When an appropriate number of counts are made by the totalizer 83 a signal is sent to an optional visual display 84 and/or the control means 81 actuating the barrier gate G.
For simplicity each pulse has been represented as a value of five cents. It will be understood however that a greater number of pulses can be employed to represent a particular numerical value by the use of an appropriate count down circuit.
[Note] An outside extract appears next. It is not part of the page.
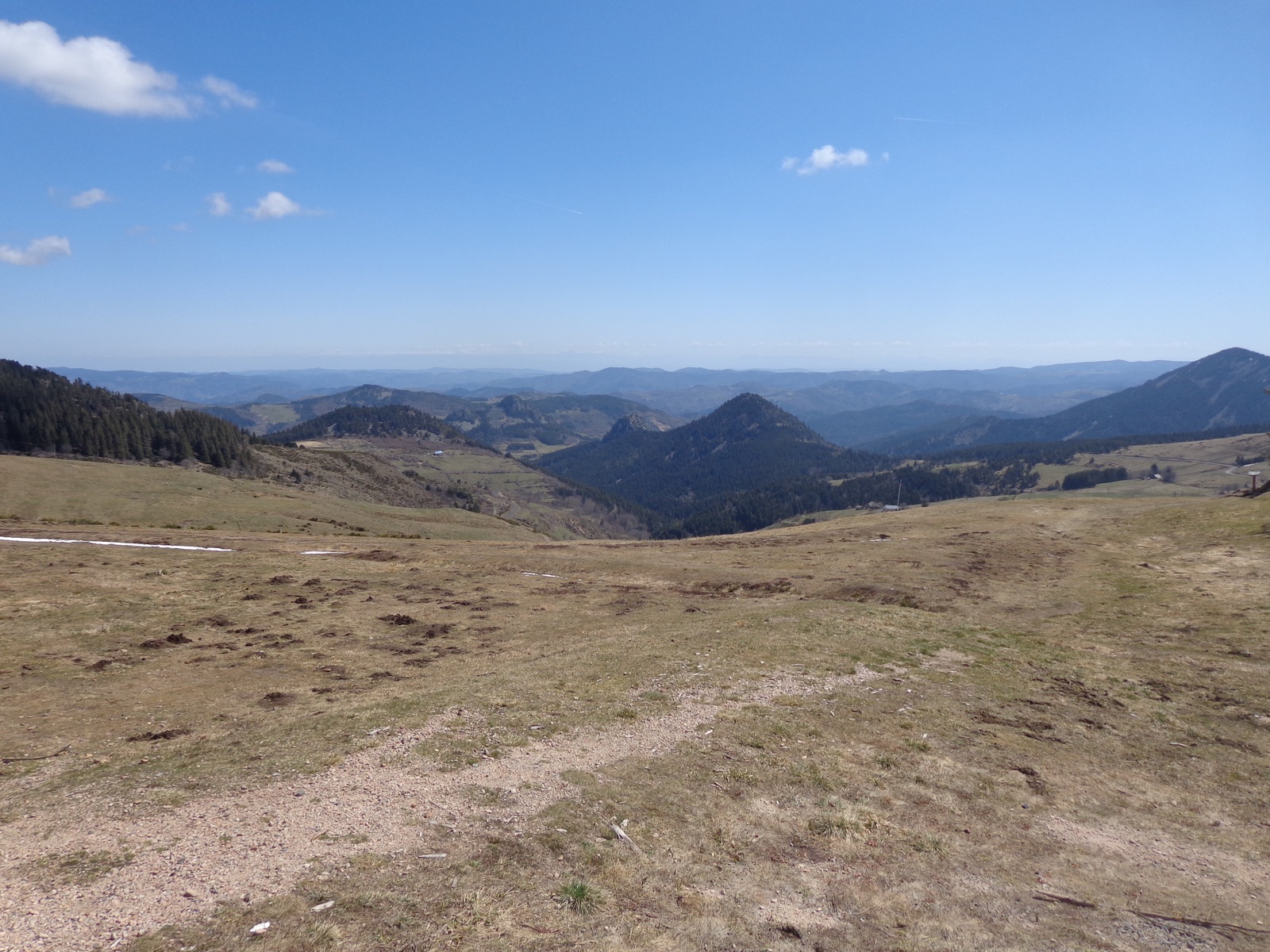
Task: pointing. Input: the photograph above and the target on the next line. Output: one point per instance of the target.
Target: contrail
(939, 122)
Pennies drop out in opening 72a. While no provision has been shown in the drawing for counting of the pennies, it would be understood that a photocell and lamp may be provided to count them. In this case, each count would provide a pulse to the totalizer and the pulse generators 73, 75, 77 and 79 would be arranged to provide N equal to five pulses and the totalizer arranged to provide a corresponding total. Since pennies tend to fly a deflector 72' is provided extending behind the opening 72a to prevent pennies from passing in front of photocell 65.
There has been disclosed heretofore the best embodiment of the invention presently contemplated. However, it is to be understood that various changes and modifications may be made thereto without departing from the spirit of the invention.